Unless _you _specifically specified the location of that tie ring...should not be a issue.

My trailer (semi-stock) has factory installed "tie rings". They are placed at about the roof/wall line in the trailer. My trailer is 7'+ in height...
Placed in a area that the horse has the least chance of injury occurring to them based upon the model you chose. Mine don't "stick-out" but lie flat and no sharp, rough or pointy edges.
My horse{s} range in height from 15.1 to 16.2 hands and those rings are no where in the vicinity to causing injury.
Now...if your horse does acrobatics while hauling or such anything is possible, but for the average shipped horse you should be fine.

Congratulations on your trailer purchase!!
:wink:


----------



## Chasin Ponies (Dec 25, 2013)

Just about all of the horse trailers I've hauled have had the tie rings up very high, almost to the roof. So high that we short people can have problems reaching them!

I believe that's pretty much the standard location for the rings and up that high it's almost impossible for a horse to bump into them.
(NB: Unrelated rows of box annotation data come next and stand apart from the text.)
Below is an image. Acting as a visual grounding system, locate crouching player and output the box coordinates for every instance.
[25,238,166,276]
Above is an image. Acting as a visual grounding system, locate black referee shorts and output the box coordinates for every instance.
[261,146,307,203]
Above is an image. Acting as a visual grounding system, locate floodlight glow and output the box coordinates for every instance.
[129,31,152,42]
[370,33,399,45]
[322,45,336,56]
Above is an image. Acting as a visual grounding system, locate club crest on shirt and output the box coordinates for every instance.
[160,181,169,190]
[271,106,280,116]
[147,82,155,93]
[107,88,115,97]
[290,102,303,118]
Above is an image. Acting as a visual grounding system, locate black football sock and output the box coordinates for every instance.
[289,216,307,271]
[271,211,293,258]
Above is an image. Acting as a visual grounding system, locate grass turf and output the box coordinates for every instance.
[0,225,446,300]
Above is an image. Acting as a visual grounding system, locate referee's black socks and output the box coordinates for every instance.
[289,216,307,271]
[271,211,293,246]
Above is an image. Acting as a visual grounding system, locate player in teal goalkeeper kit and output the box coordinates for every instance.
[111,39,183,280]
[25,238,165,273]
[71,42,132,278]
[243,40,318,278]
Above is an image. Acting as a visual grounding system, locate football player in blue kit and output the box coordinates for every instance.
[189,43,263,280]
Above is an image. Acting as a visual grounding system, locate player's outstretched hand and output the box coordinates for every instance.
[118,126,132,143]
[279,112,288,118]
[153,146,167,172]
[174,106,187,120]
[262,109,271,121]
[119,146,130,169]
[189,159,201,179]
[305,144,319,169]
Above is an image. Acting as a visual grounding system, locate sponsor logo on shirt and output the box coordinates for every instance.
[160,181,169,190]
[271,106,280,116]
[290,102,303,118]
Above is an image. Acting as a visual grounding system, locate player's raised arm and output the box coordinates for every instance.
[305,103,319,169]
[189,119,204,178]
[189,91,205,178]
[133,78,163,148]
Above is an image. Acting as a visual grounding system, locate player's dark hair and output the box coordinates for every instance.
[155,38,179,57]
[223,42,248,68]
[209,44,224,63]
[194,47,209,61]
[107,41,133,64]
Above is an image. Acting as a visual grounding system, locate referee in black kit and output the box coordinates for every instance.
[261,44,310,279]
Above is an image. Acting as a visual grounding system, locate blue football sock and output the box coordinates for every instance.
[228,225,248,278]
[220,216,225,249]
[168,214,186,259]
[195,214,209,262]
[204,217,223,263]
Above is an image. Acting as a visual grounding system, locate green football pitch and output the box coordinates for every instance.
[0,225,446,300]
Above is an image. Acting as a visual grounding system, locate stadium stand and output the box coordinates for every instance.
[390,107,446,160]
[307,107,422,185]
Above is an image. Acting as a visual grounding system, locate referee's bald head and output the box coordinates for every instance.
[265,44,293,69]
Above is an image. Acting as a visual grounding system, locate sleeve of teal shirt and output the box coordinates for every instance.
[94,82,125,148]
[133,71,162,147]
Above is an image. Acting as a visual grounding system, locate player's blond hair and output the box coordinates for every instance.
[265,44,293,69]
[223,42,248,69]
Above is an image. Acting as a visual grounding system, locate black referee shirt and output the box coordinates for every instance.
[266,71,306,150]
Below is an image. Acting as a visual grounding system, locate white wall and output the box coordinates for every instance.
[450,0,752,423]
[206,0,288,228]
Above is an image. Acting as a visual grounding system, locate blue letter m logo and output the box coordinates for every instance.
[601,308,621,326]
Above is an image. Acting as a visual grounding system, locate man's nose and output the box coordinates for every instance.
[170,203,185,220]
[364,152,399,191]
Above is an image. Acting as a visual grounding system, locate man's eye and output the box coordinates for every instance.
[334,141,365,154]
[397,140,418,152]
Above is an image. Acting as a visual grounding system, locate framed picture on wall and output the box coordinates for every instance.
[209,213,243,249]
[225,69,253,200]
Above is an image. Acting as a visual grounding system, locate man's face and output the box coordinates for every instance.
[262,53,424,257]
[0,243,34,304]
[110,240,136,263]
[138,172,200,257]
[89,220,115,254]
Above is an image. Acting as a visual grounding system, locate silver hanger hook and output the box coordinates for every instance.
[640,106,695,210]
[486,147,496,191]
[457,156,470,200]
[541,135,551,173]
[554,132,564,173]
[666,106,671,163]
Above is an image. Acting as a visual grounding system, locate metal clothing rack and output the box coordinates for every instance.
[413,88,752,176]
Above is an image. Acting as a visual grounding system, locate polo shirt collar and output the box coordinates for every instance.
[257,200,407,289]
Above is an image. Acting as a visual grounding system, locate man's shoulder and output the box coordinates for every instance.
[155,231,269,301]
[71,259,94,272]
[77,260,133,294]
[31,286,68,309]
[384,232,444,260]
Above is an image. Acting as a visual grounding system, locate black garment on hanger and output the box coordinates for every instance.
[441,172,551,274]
Check with Featherlite to see where the rings will be located-I'm pretty sure you will have no problems.
Have fun with your new trailer!!


----------



## CMAgro14 (Jul 21, 2014)

Thanks for the replies!

I ended up digging deeper into the location of the tie rings and requested that they be mounted higher. They were originally to be mounted about midlevel in the trailer, but I had the factory change the design to mount them high above the air spaces.

Thanks again, really looking forward to having my new trailer in September. Can't come fast enough.


----------